Don’t forget this one, Gugu said as she pointed to a cross-eyed doll. He should have been born into the Dongfeng Village home of Zhang Quan, but I destroyed him. It wasn’t all my fault, but I bear some of the responsibility. In July 1995, the little imp was born to the second daughter of Zhang Quan, Zhang Laidi, in Dongfeng Village. Laidi came to see me. She already had two daughters, and another pregnancy would be illegal. Though her father had once cracked open my head, and there was a history of unpleasantness between us, I went ahead and returned to her the child that should have been born to her mother. He would have been her kid brother, and now he was her son. This is a secret that only I, and now you two know. You mustn’t tell anyone. He is not a good boy. Knowing that Gugu is afraid of frogs, he once handed me one wrapped in paper and nearly scared me to death. But I don’t hate him. In this mortal world, not a single person can be left out, not the good and not the bad…

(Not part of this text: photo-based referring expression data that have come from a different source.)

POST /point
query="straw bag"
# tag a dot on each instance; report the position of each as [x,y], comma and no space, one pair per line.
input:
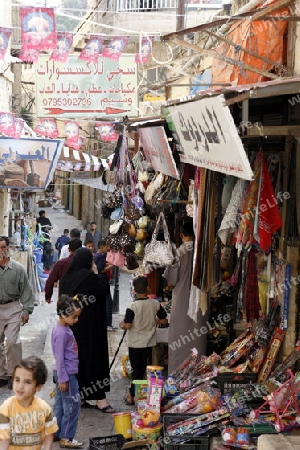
[159,253]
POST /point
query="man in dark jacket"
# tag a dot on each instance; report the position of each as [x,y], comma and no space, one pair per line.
[60,268]
[44,223]
[94,235]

The last square Gugu pointed to was the one in which she’d placed the doll after we walked in. Know who that is? she asked us.
There were tears in my eyes. Don’t say anything, Gugu, I know who he is.

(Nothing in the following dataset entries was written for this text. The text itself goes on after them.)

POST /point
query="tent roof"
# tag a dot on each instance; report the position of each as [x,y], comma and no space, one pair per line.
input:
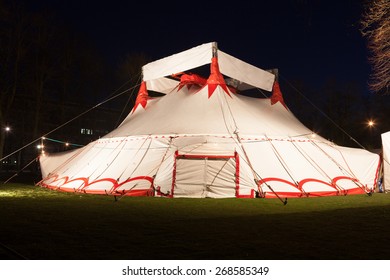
[230,66]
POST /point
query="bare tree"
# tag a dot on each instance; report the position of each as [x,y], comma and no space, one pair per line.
[376,28]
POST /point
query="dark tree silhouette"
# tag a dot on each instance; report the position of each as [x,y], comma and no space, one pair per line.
[376,28]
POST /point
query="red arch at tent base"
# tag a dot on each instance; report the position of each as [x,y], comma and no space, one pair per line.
[114,190]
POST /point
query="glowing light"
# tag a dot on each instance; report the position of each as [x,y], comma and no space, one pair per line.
[371,123]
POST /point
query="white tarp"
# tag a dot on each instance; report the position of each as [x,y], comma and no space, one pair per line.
[201,55]
[188,143]
[179,62]
[244,72]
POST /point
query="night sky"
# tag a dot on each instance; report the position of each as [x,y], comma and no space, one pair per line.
[309,40]
[312,41]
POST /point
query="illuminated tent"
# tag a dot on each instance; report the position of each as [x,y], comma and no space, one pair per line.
[203,138]
[386,161]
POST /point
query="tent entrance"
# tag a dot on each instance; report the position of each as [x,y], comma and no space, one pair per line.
[205,176]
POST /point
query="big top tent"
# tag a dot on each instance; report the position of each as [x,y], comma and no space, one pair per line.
[203,138]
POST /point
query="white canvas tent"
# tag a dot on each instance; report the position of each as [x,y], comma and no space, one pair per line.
[204,139]
[386,161]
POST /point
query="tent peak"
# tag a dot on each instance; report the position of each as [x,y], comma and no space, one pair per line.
[202,55]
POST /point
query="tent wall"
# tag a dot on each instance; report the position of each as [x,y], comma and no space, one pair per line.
[386,161]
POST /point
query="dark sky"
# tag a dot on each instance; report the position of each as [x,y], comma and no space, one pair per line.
[308,40]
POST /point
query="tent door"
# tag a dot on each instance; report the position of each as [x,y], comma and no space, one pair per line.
[205,176]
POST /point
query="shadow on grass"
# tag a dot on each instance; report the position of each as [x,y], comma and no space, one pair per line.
[45,225]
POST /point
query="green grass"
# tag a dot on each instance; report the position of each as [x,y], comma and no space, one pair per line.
[40,224]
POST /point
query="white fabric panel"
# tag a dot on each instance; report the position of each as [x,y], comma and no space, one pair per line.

Gugu, Little Lion said, that child will be born soon. His father is a playwright, his mother a retired nurse… thank you, Gugu, I’m pregnant…

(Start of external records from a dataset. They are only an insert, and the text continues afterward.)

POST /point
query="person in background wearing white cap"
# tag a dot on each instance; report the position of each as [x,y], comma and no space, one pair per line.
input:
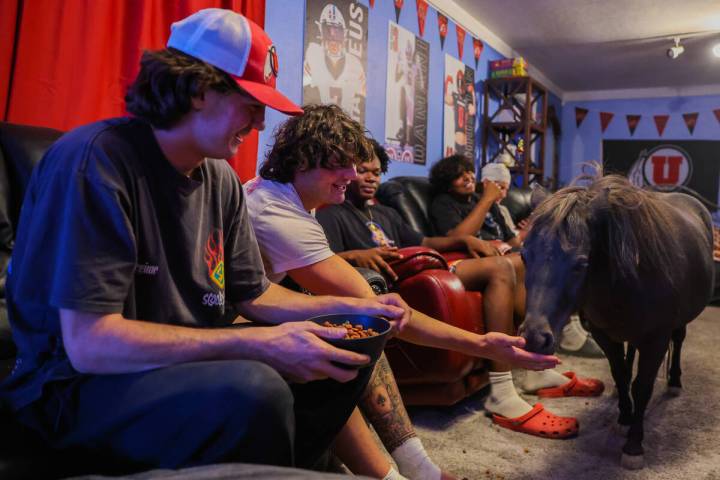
[457,209]
[135,246]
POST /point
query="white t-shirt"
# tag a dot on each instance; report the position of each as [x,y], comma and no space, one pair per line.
[289,236]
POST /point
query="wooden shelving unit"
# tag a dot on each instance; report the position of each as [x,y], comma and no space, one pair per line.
[520,112]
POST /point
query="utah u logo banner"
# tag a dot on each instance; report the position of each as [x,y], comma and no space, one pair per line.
[667,166]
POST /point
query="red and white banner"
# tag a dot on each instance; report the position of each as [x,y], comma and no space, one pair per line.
[442,27]
[477,50]
[422,14]
[461,40]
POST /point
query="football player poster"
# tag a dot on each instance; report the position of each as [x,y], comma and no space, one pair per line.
[460,108]
[336,55]
[406,105]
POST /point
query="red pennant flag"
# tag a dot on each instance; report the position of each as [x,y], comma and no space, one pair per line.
[632,120]
[442,26]
[660,122]
[605,119]
[422,13]
[690,121]
[398,7]
[461,39]
[580,114]
[477,50]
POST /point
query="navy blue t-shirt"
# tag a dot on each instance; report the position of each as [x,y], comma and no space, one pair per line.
[108,225]
[348,228]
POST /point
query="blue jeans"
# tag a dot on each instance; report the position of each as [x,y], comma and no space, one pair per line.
[196,413]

When you read this, Sensei, you will think I’m either crazy or dreaming. I admit there are issues with Gugu’s mental state, and my wife had been yearning for a child for so long that she wasn’t quite herself emotionally, so I ask for your compassion and understanding where they are concerned. Anyone burdened with feelings of guilt must find ways to comfort herself, as Xiang Lin Sao did in the Lu Xun story ‘Benediction’, a character who, as you know so well, offered a threshold for people to walk on to atone for what she considered her crimes. Clear-headed people were wrong to have laid bare her illusions, and should have given her hope, let her gain release, have no more nightmares, and live a life free of guilt. I have complied with their wishes, I even strive to believe in whatever they believe in. That seems like the proper thing to do. I know that people with scientific minds will laugh at me and that the moralists will criticise my decision, and that some of the more enlightened might even go public with their accusations, but none of that will change me. For the sake of the child and for the sake of Gugu and Little Lion, who had once been saddled with special work, I’m perfectly willing to muddle along the way I’ve been going.
Gugu had Little Lion lie down and expose her abdomen so she could listen with a stethoscope. When she was finished checking her, she placed her hands — hands that Mother had praised many times — on Little Lion’s abdomen and said, Five months, I’d say. It sounds good, clear, and well positioned.
Past six months, Little Lion said with notable embarrassment.
Get up, Gugu said as she gently patted Little Lion’s belly. Age could be an issue, she said, but I recommend natural birth. I don’t favour caesarian sections. A woman whose child has not passed through the birth canal misses out on much of what a mother should feel.
I’m a little scared…
I’m here, so what’s there to be scared about? She held up both hands. You need to place your trust in a pair of hands that have delivered ten thousand babies.
Little Lion grabbed hold of Gugu’s hands and held them to her face, like a pampered little girl.
I trust you, Gugu, I do.
12
Great news, Sensei!
My son was born early yesterday morning.